9/10
A Classic Movie that Deserves the Position
15 September 2013
Warning: Spoilers
This is one of the most famous movies ever made. Based on a book the movie was first made in 1931 and later remade in 1941 with Humphrey Bogart playing the detective Sam Spade. Most critics, including Bill Collins, directs us to focus on the characters in the movie because it is the characterization that makes this such a great movie. I agree to a point, but I think the whole issue of the Maltese Falcon makes this such a dark movie.

The book upon which this movie is based is considered to be a change in direction with the way detective stories are made. Edgar Allen Poe was the creator of the detective story and it was developed by Sir Arthur Conan Doyle, but their detectives were intelligent, honourable men. Sam Spade could be seen as one of the first "Down and Out detectives." The author of The Maltese Falcons describes private detectives as police officers who do not like to work with people but rather go it alone. These characters are more crooked and ruthless than police officers. It is no wonder that the police in The Maltese Falcon are somewhat cold towards Sam Spade. Spade works with fellow Detective Miles Archer and the movie opens with a young lady, O'Shannahey, hiring Spade and Archer to trail some guy who has stolen her sister from her. Suddenly Archer is shot and the movie starts into motion.

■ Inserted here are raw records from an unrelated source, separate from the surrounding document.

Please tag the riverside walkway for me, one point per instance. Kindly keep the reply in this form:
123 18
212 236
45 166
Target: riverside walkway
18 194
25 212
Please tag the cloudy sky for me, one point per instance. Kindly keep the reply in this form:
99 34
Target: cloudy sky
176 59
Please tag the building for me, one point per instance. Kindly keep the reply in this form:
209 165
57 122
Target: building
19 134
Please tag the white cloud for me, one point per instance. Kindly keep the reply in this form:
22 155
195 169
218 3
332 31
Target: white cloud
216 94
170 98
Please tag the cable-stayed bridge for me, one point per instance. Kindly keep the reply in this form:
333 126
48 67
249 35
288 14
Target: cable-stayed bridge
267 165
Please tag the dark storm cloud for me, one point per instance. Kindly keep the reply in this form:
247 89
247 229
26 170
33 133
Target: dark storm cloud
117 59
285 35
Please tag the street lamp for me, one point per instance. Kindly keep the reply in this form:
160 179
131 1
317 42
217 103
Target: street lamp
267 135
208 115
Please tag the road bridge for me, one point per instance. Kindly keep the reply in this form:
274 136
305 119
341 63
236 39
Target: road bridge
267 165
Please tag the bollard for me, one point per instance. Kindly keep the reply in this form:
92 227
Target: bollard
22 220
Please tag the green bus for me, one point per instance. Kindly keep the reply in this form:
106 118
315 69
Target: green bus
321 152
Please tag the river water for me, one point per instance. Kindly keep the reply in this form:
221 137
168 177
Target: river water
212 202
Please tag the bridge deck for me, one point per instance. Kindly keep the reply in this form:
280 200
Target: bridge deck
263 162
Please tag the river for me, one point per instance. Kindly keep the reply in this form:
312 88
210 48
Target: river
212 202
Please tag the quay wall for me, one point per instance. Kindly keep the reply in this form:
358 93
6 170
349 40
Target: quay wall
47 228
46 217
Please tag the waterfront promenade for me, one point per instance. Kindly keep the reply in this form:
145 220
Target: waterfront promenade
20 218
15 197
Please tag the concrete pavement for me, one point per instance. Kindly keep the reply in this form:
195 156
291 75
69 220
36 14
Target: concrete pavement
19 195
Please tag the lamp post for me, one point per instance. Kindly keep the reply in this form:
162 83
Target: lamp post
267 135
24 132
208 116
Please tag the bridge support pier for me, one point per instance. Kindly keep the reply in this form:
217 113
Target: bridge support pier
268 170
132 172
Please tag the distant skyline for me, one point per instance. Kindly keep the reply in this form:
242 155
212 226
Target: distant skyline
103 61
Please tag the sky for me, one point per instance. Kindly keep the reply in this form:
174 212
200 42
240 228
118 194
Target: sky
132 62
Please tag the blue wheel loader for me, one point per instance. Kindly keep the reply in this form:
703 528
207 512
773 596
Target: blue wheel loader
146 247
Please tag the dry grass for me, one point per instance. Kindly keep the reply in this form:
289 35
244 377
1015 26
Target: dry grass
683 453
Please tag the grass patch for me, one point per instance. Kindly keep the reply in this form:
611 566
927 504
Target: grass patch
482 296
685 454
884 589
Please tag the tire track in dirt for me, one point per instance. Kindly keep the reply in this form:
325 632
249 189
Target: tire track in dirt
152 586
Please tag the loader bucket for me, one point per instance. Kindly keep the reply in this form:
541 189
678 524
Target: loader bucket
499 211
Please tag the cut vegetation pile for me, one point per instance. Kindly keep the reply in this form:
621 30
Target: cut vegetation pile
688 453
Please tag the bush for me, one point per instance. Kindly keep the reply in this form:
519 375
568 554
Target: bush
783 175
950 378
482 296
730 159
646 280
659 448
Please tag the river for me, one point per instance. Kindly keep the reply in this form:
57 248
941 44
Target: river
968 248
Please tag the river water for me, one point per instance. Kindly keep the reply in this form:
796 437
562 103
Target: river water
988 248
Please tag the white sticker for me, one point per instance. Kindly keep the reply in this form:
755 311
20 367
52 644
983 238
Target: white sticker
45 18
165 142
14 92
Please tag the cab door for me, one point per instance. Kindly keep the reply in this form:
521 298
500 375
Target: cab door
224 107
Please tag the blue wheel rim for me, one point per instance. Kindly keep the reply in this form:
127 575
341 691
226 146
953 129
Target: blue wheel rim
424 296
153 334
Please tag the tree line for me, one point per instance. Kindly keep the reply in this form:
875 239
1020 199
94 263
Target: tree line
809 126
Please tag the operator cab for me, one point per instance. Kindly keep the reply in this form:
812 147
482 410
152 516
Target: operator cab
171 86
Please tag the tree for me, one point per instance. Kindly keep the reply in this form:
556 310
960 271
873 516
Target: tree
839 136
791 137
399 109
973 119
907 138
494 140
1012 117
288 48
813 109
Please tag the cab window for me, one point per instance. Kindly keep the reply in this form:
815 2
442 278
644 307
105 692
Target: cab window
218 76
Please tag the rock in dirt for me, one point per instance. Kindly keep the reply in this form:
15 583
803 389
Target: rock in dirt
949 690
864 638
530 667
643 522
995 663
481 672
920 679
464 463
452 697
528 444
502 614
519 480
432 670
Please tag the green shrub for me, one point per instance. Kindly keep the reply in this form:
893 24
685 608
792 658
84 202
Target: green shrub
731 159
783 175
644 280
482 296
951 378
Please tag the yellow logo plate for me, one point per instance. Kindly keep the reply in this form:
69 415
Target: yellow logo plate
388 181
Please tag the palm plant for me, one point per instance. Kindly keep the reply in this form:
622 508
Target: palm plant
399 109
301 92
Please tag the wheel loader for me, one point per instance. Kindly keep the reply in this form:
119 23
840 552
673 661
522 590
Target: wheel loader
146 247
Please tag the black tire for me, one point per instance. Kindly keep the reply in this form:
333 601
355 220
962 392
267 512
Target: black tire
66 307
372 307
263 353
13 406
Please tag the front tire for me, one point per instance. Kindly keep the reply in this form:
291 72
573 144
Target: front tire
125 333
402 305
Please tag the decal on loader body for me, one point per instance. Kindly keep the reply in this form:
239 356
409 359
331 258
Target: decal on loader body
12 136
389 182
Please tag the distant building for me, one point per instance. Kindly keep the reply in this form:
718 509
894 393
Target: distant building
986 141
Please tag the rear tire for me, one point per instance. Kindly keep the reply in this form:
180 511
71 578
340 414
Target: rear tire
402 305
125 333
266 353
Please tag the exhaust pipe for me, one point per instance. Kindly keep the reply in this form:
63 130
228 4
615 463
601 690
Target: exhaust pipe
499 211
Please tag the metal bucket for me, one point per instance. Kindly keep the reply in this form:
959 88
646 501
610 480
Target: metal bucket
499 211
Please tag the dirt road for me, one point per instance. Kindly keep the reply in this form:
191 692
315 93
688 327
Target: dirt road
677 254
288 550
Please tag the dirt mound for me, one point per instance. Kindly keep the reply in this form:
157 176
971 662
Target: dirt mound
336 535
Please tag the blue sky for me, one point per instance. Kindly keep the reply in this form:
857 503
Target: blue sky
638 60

The Maltese Falcon was a statuette that was stolen by pirates as it was being delivered to the King of Spain and it has supposedly surfaced in San-Fransisco. The movie is not a search for the falcon but rather people all wanting a piece of it. The fat man, who is the villain of the movie, wants the falcon and pays Spade a lot of money to get it. He doesn't want to part with his money and has his gunsel Wilma to dispose of Captain Jacobi and get the falcon.

The harsh parts of the characters are revealed with the Fat Man willing to sell out Wilma, whom he claims to consider a son, to get the Falcon off of Sam Spade. And then there is O'Shannahey, a beautiful young lady who grabs Spade's heart, yet we know that Spade does not truly love this woman as we learn that he is having an affair with Archer's wife. O'Shannahey is not what we expect. At first she comes as an innocent woman who is looking for her sister but we find a web of lies and deceit surrounding her and the more we get entangled in the lies the more sinister O'Shannahey becomes.

Spade is not a hero either, rather he is an anti-hero. He his selfish and cold, ready to betray his partner for a woman, and ready to betray his lover for his reputation. He slaps around Wilma and Cairo, treating them like little children. Spade is an arrogant, self-centered person and would rather look after himself than others.

I think the ending of the Maltese Falcon is brilliant. I am one who looks more at the ending of a movie than the content because it is the ending that we are left with when we leave. The ending of the Maltese Falcon is not happy, nor is it sad. Rather we are just left knowing that life will go on.